Anfang des 18. Jahrhunderts haben mehrere Ärzte Methoden der Variolation publiziert. Die Ärzteschaft Englands wurde 1713 über diese Technik schriftlich durch den in der Türkei lebenden italienischen Arzt, der in Oxford studiert hatte, Emanuel Timonius informiert. Dies wurde von John Woodward 1714 der Royal Society vorgestellt („An account or history of the procuring the small pox by incision, or inoculation, as it has for some time been practices at Constantinople“). 1715 erschien eine andere Darstellung der Variolation in lateinischer Sprache durch Giacomo Pilarino/Jacobus Pylarinus unter dem Titel „Nova et tuta variolas excitandi per transplantationen methodus“ in Venedig.[3] 1721 berichtete Abraham Vater davon unter dem Titel „Das Blatter-Beltzen oder die Art und Weise, die Blattern durch künstliche Einpropfung zu erwecken“. In dem Büchlein, das er an den damaligen König von Polen und Kurfürsten von Sachsen, Friedrich August, richtet, empfiehlt er, die Methode auch in Deutschland auszuprobieren. Wenige Jahre vorher hatte der ungarische Arzt Johann Adam Raymann 1717 ein Aufsatz über die Impftechnik („Von neuen oder ungewöhnlichen Blatter-Medicamentis, Curen“) verfasst.[9]

 
Lady Mary Wortley Montagu mit ihrem Sohn Edward (etwa 1717)

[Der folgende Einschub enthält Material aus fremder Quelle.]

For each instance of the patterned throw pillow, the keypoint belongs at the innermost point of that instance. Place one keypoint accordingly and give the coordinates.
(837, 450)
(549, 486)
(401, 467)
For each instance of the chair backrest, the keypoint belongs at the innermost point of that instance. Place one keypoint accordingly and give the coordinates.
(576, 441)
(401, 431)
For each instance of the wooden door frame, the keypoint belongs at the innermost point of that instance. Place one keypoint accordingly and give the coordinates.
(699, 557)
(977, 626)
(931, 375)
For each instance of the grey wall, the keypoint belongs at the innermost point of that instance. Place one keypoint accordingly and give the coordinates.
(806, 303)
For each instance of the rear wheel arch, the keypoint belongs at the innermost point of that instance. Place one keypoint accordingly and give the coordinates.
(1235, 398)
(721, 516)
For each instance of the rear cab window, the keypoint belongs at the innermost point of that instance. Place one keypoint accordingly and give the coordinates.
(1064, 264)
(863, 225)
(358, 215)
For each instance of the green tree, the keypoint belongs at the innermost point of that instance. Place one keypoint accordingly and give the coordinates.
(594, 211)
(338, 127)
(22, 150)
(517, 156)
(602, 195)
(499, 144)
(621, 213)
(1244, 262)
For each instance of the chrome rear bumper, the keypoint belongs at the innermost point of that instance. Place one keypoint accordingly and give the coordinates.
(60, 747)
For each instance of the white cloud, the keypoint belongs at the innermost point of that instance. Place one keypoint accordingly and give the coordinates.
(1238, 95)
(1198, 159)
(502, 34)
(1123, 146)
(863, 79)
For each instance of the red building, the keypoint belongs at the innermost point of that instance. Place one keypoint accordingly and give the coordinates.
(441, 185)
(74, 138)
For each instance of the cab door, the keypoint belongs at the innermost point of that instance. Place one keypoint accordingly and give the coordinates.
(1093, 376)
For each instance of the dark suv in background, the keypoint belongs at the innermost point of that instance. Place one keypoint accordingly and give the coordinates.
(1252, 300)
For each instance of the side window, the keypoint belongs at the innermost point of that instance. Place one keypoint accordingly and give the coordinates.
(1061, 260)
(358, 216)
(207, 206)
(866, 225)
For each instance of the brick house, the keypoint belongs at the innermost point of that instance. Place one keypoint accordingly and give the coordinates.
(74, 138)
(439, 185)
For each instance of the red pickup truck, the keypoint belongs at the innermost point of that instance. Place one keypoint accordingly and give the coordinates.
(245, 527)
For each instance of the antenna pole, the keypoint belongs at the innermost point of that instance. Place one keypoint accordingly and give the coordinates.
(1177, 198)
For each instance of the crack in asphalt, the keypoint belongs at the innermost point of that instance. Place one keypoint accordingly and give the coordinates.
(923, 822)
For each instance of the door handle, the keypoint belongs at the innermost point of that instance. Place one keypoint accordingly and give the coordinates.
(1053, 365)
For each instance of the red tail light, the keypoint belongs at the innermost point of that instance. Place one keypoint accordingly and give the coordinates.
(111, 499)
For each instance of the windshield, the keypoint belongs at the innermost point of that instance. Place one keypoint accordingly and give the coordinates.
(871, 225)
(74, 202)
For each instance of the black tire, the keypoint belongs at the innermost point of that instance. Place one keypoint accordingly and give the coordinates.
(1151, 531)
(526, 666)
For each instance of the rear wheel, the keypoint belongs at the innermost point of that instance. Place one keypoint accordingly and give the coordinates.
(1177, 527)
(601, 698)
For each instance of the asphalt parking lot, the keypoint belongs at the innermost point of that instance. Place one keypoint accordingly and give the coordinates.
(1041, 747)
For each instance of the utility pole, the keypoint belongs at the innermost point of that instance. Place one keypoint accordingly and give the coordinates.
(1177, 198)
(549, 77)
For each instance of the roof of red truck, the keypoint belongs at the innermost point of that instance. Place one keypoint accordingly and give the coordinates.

Das Wissen über die Variolation wurde von Lady Mary Wortley Montagu 1721 nach ihrer Rückkehr von Konstantinopel nach England überliefert und gelangte so in die englische Oberschicht.[10][11] In Konstantinopel führte der Arzt Charles Maitland eine Variolation am Sohn Montagus durch, 1721 nach ihrer Rückkehr in England an ihrer Tochter. Dies geschah unter der Aufsicht verschiedener Hofärzte, u. a. vom Vorsitzenden des Royal College of Physicians, Hans Sloane.[12] Die neue Technik wurde in England durch König Georg I. gestattet, nachdem sie zuerst an sechs Sträflingen im Newgate-Gefängnis gegen volle Amnestie am 9. August 1721 sowie sechs Waisenkindern erfolgreich getestet worden war.[6][12] In beiden Fällen führte Maitland die Variolation durch.[12] 1722 wurden die beiden Töchter der Princess of Wales Caroline von Brandenburg-Ansbach, Amelia und Carolina, erfolgreich einer Variolation unterzogen.[13] Von da an wurde die Methode generell akzeptiert, 1745 wurde das Londoner „Smallpox Hospital“ gegründet, das ausschließlich der Behandlung und Prävention der Pocken gewidmet war.[12]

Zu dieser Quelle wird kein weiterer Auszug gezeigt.